How to Autoscale Kubernetes Pods with Keda - Testing with k6

brandiqa profile image Michael Wanyoike ・15 min read


This article demonstrates how to Load Test an application deployed in a Kubernetes cluster, verify that the autoscaling is working, and identify potential performance bottlenecks.

When you deploy an application to production on Kubernetes, you'll need to monitor traffic and scale up the application to meet heavy workloads during various times of the day. You'll also need to scale down your application to avoid incurring unnecessary costs. Doing this manually is impractical since heavy traffic can come at any time including late at night when your entire team is asleep. And even if you are awake, a spike might come and go before you had a chance to address it.

The best approach is to automate scaling. This can be triggered by monitoring custom metrics such cpu usage, network bandwidth or http requests per second. Scaling an application running on a Kubernetes platform can be done in the following ways:

  • Horizontal : Adjust the number of replicas(pods)
  • Vertical : Adjust resource requests and limits imposed on a container

In this article, we'll focus on horizontal scaling based on a custom metric. Which metric you should choose to trigger scaling is outside the scope of this article. We will use the http request rate metric in this example, however other metric types can be used. We'll cover how to obtain these metrics and visualize them for analysis. We'll use the following to perform this task:

  • k6 OSS: an open-source load testing tool. We'll use it to simulate heavy traffic(load) for our Kubernetes application. There's also k6 cloud which you can use to scale load testing beyond your local computing and networking infrastructure limitations.

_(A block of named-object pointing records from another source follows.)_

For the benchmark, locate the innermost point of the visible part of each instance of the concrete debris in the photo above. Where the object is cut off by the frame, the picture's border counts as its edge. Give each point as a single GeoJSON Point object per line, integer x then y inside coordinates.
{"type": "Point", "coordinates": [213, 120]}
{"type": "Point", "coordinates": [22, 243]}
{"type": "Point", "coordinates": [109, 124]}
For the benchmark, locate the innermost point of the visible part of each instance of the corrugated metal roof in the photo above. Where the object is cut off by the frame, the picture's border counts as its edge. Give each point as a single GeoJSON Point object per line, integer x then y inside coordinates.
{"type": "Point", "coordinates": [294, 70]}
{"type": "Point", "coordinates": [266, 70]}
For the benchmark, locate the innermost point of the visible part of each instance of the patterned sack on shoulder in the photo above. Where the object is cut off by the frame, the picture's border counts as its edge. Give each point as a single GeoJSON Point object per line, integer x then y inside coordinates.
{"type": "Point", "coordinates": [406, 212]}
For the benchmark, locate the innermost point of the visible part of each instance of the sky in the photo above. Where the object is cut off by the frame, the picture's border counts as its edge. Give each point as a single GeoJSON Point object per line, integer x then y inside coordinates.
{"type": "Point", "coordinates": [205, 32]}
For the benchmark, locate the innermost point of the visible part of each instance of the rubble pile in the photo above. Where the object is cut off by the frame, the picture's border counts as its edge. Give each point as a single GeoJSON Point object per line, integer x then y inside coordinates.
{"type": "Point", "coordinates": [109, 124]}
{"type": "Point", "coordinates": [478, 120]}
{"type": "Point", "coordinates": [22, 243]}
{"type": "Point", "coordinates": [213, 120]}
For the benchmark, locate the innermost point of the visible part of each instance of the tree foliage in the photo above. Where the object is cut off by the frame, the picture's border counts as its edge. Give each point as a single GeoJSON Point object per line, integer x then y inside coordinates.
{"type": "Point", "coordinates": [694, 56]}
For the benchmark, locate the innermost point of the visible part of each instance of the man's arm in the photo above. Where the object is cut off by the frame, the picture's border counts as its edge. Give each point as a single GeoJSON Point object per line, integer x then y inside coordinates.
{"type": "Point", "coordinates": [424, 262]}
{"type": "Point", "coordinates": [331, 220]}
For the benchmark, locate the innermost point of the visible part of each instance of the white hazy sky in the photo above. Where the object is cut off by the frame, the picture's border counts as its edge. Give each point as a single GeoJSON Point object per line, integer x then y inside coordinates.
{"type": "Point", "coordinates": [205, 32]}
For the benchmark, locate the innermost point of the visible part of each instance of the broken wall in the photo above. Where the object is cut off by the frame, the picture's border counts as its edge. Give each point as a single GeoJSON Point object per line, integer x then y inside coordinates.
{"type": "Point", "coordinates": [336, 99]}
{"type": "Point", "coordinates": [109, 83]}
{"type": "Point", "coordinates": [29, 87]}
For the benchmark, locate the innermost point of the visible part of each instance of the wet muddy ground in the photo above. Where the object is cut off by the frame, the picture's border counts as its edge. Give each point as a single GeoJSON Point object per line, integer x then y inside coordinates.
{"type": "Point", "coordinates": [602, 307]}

  • Prometheus: an open-source monitoring platform. We'll use it to scrape metrics from our application and the Kubernetes API in real-time as while the load testing tool is running.

  • Grafana: an open-source analytics platform. We'll use it to visualize real-time metrics being collected by Prometheus so that we can see the performance of our application across time. Below is a screenshot of how metrics are visualized on a Grafana dashboard.

Grafana Dashboard to visualize Kubernetes autoscaling based on custom metrics

The outline of this tutorial is as follows:

You can follow along this entire tutorial on a single machine. Just note that results will be skewed since your CPU will handle both running the application and load testing it. For accurate results, these tasks need to be performed on separate machines. For learning and simplicity purposes, one machine will be sufficient.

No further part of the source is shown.